Keep feeling like I've been punched in the gut.

It's dumb.
We broke up. A month and a half ago. I have NO RIGHT to feel this way.
But there was always the part of me that thought, "no, this is just a bump. We'll mend our friendship this summer, get back to school, and realize we're meant to be together. We're going to end up together."
That's SO DUMB. So incredibly dumb.

But it's okay.
I think I've given up on being with anybody.
It seems like dating is just a way that I get rid of people.

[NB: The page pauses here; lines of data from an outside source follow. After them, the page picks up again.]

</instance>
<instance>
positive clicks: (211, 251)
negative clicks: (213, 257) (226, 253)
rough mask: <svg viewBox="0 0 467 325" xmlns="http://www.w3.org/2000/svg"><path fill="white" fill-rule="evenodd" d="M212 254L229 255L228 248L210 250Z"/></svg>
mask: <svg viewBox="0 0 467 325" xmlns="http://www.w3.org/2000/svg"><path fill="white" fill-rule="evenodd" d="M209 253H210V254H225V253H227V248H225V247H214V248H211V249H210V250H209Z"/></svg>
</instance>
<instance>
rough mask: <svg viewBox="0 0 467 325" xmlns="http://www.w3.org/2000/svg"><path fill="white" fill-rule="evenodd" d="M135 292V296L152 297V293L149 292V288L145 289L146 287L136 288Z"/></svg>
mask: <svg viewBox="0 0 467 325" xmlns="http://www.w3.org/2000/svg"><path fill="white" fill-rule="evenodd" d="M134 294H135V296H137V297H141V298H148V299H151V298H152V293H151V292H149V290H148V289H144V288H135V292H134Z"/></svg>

I'm not close with any of my exes, even the ones I was close to before we started dating.
So no more of that.
No more being with people.
Which means that I get to cultivate this air of being untouchable.
Perfect body (work in progress), perfect hair (growing it out), perfect skin (getting better), multilingual (gonna get my German and Spanish back), well-read, artistic, with a future.
I will be perfect, and I will not need anybody anymore.

So in a way, the "People Break Up And Date Other People, Get The Fuck Over Yourself" debacle of 2013 is a blessing. It means I have yet another reason to strive for perfection.